Особое место среди резидентур Разведупра в Европе во время Второй мировой войны занимала резидентура Озолса («Золя»). Она была создана в конце 1940-го года и существовала сама по себе, не связанная с другими резидентурами и группами ГРУ. Поэтому её не затронули провалы, произошедшие в 1941-1942 годах. Резидентом являлся Владимир Антонович Озолс («Золя») — латыш, бывший офицер латвийской армии. В старом журнале «Атпута» («Отдых») в 1934 году поместили карикатуру: подполковник латвийской армии Озолс в виде могучего дуба, который пытается рубить мужичок — недавно пришедший к власти президент Карлис Ульманис. Под рисунком поместили подпись: «Дубы в Латвии есть ещё! „. («Озолс“ по-латышски — дуб). Странно, Ульманиса сейчас в Латвии хорошо помнят, а о могучем Озолсе как-то забыли. В самом деле, этот человек играл в политической жизни Латвии немалую роль. А вот какую роль он сыграл в истории советской военной разведки — во многом остается загадкой. Из официальной, рассекреченной биографии Вольдемара Озолса неясно, что же столь замечательного сделал этот человек, что наша военная разведка называет его в числе своих героев.

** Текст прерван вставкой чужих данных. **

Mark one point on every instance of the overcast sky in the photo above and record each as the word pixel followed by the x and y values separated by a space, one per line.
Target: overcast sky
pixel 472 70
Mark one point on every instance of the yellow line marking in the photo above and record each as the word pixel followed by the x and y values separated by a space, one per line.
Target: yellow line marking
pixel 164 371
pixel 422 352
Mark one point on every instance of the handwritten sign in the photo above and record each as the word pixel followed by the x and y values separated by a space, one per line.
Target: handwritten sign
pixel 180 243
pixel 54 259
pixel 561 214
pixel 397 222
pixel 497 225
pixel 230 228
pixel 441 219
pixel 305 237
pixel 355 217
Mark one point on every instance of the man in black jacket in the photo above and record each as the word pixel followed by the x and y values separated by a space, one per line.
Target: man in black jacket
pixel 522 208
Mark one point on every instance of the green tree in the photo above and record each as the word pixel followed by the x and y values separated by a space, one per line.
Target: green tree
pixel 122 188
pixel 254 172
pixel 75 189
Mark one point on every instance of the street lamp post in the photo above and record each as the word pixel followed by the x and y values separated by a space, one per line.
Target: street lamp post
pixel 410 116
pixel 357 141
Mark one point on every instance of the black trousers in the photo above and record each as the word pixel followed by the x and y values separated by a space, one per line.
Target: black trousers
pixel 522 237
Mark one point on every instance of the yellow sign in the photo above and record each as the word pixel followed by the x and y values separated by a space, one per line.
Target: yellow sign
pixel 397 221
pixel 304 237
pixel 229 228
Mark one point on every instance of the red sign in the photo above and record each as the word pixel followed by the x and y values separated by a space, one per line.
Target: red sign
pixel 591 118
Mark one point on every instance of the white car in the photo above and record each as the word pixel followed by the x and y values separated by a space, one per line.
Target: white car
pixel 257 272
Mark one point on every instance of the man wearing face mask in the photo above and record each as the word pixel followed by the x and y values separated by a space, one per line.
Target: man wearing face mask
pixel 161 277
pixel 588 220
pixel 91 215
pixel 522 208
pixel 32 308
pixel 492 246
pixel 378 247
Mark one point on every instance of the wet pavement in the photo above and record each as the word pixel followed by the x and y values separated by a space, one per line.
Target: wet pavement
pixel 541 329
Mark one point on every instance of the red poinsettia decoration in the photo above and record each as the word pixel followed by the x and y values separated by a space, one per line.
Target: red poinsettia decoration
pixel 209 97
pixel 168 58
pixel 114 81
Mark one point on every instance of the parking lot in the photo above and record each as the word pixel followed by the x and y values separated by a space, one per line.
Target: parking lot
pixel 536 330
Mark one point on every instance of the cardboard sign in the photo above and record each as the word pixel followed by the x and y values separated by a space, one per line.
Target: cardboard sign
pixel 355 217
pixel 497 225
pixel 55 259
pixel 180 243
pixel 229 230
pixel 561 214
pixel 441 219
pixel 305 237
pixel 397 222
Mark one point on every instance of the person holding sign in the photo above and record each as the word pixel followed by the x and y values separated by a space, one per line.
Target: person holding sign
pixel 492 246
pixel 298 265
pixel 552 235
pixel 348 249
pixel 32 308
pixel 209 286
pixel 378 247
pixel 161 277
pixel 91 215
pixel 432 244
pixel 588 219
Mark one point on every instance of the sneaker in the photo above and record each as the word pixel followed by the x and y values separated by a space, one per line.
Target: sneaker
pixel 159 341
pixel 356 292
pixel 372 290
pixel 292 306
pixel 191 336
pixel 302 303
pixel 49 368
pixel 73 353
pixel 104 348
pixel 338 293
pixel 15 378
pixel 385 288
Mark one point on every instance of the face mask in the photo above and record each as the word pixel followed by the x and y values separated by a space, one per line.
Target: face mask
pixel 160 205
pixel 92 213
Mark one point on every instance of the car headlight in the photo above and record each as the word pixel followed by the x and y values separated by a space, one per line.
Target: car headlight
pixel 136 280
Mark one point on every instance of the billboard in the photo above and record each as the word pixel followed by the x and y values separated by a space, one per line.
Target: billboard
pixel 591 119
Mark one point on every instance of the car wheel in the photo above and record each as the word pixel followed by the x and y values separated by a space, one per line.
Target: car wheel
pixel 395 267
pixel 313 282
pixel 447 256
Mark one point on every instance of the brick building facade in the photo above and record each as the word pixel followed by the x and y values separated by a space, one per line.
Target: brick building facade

Вольдемар Озолс (Вольдемар-Оскар Анжеевич Озол, Владимир Антонович Озолс) родился 17 октября 1884 года в селе Выдрея, под Витебском, в семье токаря. Отец его был родом из латышского города Пиебалги Видзиемского уезда. В 1882 году он вернулся из армии (участвовал в русско-турецкой войне 1877-1878 гг.), женился. Хорошей работы здесь не нашёл. Семья перебралась в Белоруссию и устроилась в латышской колонии в Выдрее. В 1891 году гонимая нищетой многодетная семья мигрирует в Москву. Тут кормилец находит работу на «Мануфактуре Эмиля Цинделя», однако, зацепиться в большом городе не сумел. Семейство вновь переезжает в Гжатский уезд, где подросший Вольдемар идёт в подпаски к хозяину-латышу. Благодаря своим странствиям, он свободно говорит на латышском, русском и белорусском языках.

В 1895 году родители, желая дать детям образование, возвращаются в Латвию. Происходит это поэтапно. Весной отец с караваном плотов по рекам Обше, Меже и Даугаве отправляется в Ригу, где ищет работу, а семья живёт пока в деревне — там легче прокормиться. Осенью, найдя место на Русско-Балтийском вагонном заводе, он выписывает к себе домашних.

Начинаются трудовые будни. Зимой Волдемар учится в школе, летом таскает кирпичи на стройке, а затем работает подсобником в чугунолитейном цехе. От хорошей жизни семья Озолсов получает прибавление, на сей раз — девочку.

Кроме учебы и работы, Волдемар ухитрялся еще и участвовать в общественной жизни. В школе он принимает активное участие в создании Клуба спорта и просвещения, который входит в состав латышского молодежного движения «Аусеклис». В 1902 году заканчивает Рижскую городскую школу императрицы Екатерины II и после сдачи специальных железнодорожных экзаменов получает право занимать должность помощника начальника станции. И такую работу он получает на станции «Александровские ворота». Карьера железнодорожника была Вольдемару обеспечена, но пылкость юных лет распорядилась его судьбой иначе.

В 1903 году молодой Озолс вступил в Латвийскую социал-демократическую рабочую партию. В это время, как он сам писал позднее в автобиографии: «во мне и моих единомышленниках родилось убеждение, что для победы революции необходимо овладеть военным искусством». С этой целью 1 сентября 1904 года он поступает в Виленское пехотное юнкерское училище, где становится членом действующей среди курсантов и солдат гарнизона подпольной военно-революционной организации, связанной с рижским и петербургским революционным движением. Он читает рижским подпольщикам лекции по тактике уличного боя и применению артиллерии. Лекции были кстати — на улице стоял кровавый 1905 год. Курсантов, на их счастье, в мясорубку не затянули, но бдительность в школе повысилась. Начальство школы считало Озолса «красным», однако прямых доказательств не было: члены организации соблюдали строгую конспирацию, и, как бы усердно не проводились обыски, компромата обнаружить не удавалось.